We, in 2017, know this but it took someone of Steinem’s stature to point the fact out to Middle America. If the online groups had been around in the 1980s, maybe it wouldn’t have been such a surprise that the majority of her fans are women, that it took a feminine perspective to see beyond the moistened and parted lips, the bleached hair and perfect proportions. And that is what Steinem brought to the table. There are drawbacks to the work; like most authors covering the Monroe story in the 1980s, she too sources a lot of her research to Robert Slatzer and there’s a lot of Kennedy finger pointing, a connection that was still a major shock even ten years after it had first reached the popular press. But beyond that, Steinem brought a near lyrical sense of Marilyn, aided greatly by illustrating the majority of the book with the wonderful George Barris sessions from the summer of 1962.

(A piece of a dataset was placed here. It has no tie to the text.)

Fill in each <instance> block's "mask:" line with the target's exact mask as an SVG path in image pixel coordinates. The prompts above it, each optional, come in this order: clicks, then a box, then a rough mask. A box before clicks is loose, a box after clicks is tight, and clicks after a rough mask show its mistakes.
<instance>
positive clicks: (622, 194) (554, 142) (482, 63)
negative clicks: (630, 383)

Steinem could have, like Mailer, used any of the hundreds of talented photographers who had worked with Marilyn, each with their own unique perception of the ultimate star. But by using the Barris photos taken shortly before Marilyn’s passing, Steinem was able to illustrate that there was a stronger connection with the everyday woman than anyone had noticed before. Sure, Marilyn looks beautiful and desirable but she also looks like a woman in her thirties with windblown hair on a cold day at the beach. And when she and Barris got together for a second session in the Hollywood Hills, Marilyn doesn’t come across so much as the va-va-voom sex symbol of the day as an easily accessible woman of her era in her Jax slacks and Pucci jerseys.

Steinem presents a Marilyn most often overlooked– the Marilyn of 1962 rather than say 1954 or 1957. Even in 1986 the Barris photos show a woman who could easily be contemporary and that brings Steinem’s point across even stronger; there is very little difference between the hurdles and obstacles a woman alone in Hollywood faced in Marilyn’s day and the untold crap a woman has to put up with in the workplace of 1986, let alone 2017.

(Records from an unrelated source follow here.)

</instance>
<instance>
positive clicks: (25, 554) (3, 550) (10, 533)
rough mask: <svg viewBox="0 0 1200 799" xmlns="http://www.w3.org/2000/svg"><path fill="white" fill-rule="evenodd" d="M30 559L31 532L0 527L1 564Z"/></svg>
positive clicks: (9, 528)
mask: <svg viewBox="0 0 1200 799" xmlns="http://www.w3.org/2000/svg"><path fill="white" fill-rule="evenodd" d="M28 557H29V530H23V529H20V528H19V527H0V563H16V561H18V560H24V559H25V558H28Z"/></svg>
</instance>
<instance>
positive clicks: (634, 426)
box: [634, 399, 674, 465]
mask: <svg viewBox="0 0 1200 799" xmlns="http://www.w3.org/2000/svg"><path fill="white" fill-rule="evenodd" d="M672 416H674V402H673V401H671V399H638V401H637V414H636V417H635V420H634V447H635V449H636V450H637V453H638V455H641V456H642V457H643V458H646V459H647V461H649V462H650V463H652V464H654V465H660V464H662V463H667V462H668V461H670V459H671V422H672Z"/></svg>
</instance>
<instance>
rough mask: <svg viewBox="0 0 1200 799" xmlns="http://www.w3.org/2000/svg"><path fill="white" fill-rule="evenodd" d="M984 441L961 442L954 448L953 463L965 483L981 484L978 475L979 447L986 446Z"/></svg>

There’s another reason why I want to point this book out and encourage anyone who hasn’t found it yet to make an effort to do so: Steinem is a great writer. The talent she has shown in her essays for Ms. Magazine, the periodic pieces that appear in the New Yorker, or in the several collections of her work and her recent autobiography, is possibly even more evident here. The book has the feeling that Steinem  has allowed herself the sheer space to fully explore her own feelings rather than restrict herself to a single column. Let me give just one example:

“In the 1930s, when English critic Cyril Connolly proposed a definition of posterity to measure whether a writer’s work had stood the test of time, he suggested that posterity should be limited to ten years. The form and content of popular culture were changing too fast, he explained, to make any artist accountable for more than a decade.

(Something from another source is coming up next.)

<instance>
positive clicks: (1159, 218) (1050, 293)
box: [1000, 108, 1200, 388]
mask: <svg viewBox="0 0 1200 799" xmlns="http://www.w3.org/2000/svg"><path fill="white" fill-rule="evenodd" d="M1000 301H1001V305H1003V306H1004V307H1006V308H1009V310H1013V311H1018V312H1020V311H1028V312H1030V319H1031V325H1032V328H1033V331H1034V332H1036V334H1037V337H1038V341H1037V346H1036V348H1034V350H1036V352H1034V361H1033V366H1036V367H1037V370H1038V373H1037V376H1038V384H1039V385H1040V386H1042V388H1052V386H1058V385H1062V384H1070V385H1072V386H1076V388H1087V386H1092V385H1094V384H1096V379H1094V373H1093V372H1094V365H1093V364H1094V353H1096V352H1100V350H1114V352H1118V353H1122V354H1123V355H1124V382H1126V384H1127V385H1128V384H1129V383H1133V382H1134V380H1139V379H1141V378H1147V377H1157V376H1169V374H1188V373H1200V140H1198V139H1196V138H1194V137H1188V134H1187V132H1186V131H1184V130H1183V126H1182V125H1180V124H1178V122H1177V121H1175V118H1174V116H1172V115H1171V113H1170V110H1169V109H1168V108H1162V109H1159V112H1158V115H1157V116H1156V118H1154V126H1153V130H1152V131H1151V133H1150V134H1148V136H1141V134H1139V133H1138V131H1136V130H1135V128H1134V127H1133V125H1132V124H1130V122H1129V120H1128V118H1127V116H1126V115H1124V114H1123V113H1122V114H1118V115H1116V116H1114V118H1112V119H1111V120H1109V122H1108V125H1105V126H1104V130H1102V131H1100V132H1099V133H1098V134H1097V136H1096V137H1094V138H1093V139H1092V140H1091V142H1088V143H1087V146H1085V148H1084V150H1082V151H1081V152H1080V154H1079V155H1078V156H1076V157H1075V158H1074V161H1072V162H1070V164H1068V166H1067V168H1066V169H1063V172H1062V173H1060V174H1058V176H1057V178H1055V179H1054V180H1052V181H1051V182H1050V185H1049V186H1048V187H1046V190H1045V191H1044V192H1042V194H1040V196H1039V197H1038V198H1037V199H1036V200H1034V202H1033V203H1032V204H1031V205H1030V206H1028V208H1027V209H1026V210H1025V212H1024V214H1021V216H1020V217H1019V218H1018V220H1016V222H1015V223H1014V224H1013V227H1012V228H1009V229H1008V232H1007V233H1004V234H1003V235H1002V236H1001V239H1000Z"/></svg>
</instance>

“Since then , the pace of change had been accelerated even more. Everything from the communications revolution to multinational entertainment has altered the form of culture. Its content has been transformed by civil rights, feminism, an end to film censorship, and much more. Nonetheless, Monroe’s personal and intimate ability to inhabit our fantasies has gone right on. As I write this, she is still better known than most living movie stars, most world leaders, and most television personalities. The surprise is that she rarely has been taken seriously enough to ask why that is so.”